Lada hitam sendiri merupakan tanaman asli India, lada hitam berhasil menarik pedagang-pedagang dari berbagai negara berdatangan ke India untuk mendapatkan lada (Shaffer, Op.Cit, hlm. 13 & 16).
Pada abad ke-18 perkebunan lada di Kalimantan Selatan terletak di daerah Martapura (Riam kiwa dan kanan), Tanah Laut, Amandit, Pemangkih, Kelua dan Amuntai. Lada-lada Banjar tersebut kemudian diperjual belikan kepada para pedagang dari luar negeri di Banjarmasin. (Mansyur, ibid., hlm. 6).
Primadona Pedagang AsingÂ
Lada atau sahang menjadi komoditas dagang yang paling masyhur, sehingga menjadi komoditas ekspor utama di Pelabuhan Banjarmasin kala itu, lada menjadi incaran pedagang-pedagang dari luar negeri. Permintaan lada yang tinggi mengharuskan Kesultanan Banjar menyiapkan pasokan lada yang banyak, hingga pada abad ke-17 Banjarmasin menjadi penghasil lada terbesar di nusantara bagian tengah (Mansyur, Op.Cit., hlm. 4-5).
Pada abad ke-17 para pedagang Cina kesulitan mendapatkan lada karena adanya monopoli perdagangan yang dilakukan oleh VOC (Vereenigde Oost Indische), hingga para pedagang dari Cina sampai di Banjarmasin yang belum tersentuh monopoli dagang oleh VOC kala itu. Permintaan pasar terhadap lada mulai meningkat, sehingga menyebabkan peningkatan produksi lada. Pada akhirnya, pedagang-pedagang dari Belanda, Inggris, Portugis, dan Denmark mulai berdatangan ke Banjarmasin untuk membeli lada (Mansyur, Op.Cit., hlm. 6).
Surutnya Perdagangan Lada
Pertengahan abad ke-19 menjadi waktu berakhirnya eksistensi perdagangan lada di Banjarmasin. Kedudukan Banjarmasin sebagai penghasil lada terbesar di nusantara telah berakhir.

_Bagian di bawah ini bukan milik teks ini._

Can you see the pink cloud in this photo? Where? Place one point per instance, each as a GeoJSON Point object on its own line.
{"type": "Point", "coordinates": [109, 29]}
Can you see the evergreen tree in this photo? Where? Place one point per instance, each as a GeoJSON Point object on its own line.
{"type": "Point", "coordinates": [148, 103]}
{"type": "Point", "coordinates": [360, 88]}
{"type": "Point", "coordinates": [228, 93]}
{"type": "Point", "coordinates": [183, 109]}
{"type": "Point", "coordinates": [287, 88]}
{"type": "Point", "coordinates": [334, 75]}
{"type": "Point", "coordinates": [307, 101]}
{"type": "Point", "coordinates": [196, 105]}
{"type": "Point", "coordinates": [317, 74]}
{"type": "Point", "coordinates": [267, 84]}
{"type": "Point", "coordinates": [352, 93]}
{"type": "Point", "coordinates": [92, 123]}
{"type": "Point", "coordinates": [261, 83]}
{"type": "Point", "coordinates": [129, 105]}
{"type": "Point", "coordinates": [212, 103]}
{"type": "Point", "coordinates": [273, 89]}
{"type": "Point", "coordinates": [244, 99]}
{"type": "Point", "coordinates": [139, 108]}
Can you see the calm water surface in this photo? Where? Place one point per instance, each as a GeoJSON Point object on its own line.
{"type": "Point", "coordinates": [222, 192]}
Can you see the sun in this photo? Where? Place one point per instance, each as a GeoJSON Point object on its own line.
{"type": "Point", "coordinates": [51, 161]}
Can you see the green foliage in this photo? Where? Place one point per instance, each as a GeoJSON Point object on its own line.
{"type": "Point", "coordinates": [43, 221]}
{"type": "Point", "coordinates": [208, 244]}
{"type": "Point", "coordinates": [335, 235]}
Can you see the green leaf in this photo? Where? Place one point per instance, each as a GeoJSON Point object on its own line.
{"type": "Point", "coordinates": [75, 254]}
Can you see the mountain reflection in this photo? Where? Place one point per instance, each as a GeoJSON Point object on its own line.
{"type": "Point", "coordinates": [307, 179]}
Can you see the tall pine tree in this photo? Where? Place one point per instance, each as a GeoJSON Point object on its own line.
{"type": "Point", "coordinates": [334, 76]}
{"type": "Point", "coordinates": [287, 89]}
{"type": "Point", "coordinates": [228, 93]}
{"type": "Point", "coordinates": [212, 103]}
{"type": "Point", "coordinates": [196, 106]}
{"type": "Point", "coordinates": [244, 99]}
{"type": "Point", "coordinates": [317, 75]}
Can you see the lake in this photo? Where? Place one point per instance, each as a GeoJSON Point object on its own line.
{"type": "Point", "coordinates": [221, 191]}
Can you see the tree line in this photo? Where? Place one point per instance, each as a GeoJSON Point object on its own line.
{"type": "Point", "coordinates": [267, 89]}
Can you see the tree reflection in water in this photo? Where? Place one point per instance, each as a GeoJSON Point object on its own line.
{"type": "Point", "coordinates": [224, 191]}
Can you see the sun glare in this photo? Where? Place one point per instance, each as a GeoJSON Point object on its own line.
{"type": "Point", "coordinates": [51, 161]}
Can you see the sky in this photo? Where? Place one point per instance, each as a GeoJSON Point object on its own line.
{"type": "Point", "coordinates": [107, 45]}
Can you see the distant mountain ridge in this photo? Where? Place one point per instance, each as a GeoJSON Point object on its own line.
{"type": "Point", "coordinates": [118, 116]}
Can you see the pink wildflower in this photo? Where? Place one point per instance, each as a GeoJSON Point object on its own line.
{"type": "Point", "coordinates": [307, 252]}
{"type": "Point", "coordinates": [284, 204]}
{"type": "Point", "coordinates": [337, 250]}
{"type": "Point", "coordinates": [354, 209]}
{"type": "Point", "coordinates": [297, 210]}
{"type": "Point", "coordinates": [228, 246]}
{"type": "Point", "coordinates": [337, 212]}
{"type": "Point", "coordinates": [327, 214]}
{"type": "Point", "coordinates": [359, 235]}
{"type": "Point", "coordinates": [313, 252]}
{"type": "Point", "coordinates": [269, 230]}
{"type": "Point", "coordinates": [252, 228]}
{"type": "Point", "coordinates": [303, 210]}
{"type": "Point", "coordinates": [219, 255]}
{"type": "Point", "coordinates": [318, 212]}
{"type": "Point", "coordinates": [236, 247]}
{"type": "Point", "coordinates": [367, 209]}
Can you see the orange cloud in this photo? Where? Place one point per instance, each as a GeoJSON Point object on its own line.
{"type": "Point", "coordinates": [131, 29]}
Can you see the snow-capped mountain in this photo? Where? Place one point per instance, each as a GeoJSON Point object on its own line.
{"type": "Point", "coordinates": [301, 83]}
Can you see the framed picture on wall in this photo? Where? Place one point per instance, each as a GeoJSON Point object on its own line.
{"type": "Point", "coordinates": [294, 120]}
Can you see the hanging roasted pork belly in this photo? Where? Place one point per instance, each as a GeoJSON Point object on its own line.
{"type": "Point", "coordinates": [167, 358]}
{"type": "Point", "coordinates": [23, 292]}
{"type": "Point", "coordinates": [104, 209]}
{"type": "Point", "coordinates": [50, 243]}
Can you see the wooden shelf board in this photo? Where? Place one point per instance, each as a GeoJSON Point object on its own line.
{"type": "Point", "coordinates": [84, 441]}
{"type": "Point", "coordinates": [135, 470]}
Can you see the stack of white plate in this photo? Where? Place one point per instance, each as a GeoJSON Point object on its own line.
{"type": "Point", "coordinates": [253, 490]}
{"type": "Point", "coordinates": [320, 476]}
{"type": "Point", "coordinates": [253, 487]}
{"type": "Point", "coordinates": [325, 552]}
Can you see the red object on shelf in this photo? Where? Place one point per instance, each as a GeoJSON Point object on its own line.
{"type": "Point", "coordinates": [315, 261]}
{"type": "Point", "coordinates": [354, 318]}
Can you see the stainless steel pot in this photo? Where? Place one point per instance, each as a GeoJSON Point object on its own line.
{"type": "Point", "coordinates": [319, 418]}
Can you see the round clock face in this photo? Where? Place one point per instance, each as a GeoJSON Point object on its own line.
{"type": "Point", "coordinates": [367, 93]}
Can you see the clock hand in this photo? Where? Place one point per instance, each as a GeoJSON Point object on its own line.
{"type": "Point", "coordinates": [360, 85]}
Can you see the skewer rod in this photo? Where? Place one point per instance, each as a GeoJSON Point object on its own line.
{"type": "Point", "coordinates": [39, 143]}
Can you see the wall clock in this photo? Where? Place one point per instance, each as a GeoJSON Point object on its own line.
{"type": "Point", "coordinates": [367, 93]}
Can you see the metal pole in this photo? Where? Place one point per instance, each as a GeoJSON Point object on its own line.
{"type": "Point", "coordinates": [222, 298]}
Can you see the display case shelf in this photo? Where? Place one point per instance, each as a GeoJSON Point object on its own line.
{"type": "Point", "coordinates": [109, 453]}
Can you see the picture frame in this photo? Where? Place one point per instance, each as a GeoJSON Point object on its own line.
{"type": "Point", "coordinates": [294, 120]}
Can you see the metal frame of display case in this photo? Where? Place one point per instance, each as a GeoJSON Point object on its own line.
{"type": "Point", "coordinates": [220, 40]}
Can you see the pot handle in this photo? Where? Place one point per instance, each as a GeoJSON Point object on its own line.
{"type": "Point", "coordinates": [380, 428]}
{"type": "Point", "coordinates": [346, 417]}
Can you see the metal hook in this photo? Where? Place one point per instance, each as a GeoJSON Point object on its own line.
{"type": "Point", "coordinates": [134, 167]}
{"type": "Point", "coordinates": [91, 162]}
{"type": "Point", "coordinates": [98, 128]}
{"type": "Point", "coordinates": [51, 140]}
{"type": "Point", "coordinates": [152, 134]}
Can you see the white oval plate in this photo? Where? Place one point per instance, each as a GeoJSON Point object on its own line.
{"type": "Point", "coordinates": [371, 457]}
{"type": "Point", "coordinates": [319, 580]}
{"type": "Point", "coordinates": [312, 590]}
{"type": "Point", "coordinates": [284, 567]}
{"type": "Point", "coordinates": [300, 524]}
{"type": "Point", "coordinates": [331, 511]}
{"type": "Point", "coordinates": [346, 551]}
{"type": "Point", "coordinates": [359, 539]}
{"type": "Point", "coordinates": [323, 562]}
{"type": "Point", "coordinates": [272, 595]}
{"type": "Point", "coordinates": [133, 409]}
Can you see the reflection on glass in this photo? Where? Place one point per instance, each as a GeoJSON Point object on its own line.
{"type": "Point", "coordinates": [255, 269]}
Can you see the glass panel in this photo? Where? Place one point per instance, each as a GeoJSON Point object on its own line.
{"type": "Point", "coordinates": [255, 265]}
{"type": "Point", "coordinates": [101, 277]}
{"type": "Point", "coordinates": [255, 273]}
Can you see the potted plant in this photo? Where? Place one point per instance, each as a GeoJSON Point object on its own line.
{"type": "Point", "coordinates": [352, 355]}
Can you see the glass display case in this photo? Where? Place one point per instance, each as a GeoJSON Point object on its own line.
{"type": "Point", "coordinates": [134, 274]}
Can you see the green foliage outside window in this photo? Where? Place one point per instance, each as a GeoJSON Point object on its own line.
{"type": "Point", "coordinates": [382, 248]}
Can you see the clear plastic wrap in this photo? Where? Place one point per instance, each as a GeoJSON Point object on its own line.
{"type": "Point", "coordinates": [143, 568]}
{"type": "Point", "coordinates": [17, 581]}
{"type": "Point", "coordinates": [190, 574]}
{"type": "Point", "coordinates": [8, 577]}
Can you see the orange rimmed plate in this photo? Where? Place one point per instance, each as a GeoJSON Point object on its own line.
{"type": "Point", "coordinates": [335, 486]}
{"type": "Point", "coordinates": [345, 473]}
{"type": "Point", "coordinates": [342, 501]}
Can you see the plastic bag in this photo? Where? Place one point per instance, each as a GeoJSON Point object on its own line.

Penurunan produksi dan kualitas lada Banjar terjadi karena adanya masalah dalam Kesultanan, teknik penanaman yang kurang tepat, bibit yang kurang baik, cuaca dan iklim yang tidak mendukung, dan curah hujan tinggi yang menghambat pertumbuhan lada. Lada Banjar atau sahang Banjar mulai tersaingi oleh keberadaan komoditas lain yang diperjual belikan di Banjarmasin seperti karet dan batubara (Mansyur, Op.Cit., hlm. 8).
Referensi
Ideham, Suriansyah  et al. 2003. Sejarah Banjar. Banjarmasin: Badan Penelitian dan Pengembangan Daerah Provinsi Kalimantan Selatan.
Mansyur et al. 2019. Sahang Banjar: Banjarmasin dalam Lajur Perdagangan Rempah Lada Dunia Abad ke-18. Banjarmasin: Arti Bumi Intaran.
Shaffer, Marjorie. 2013. Pepper: A History of the World’s Most Influential Spice. New York: St. Martin’s Press.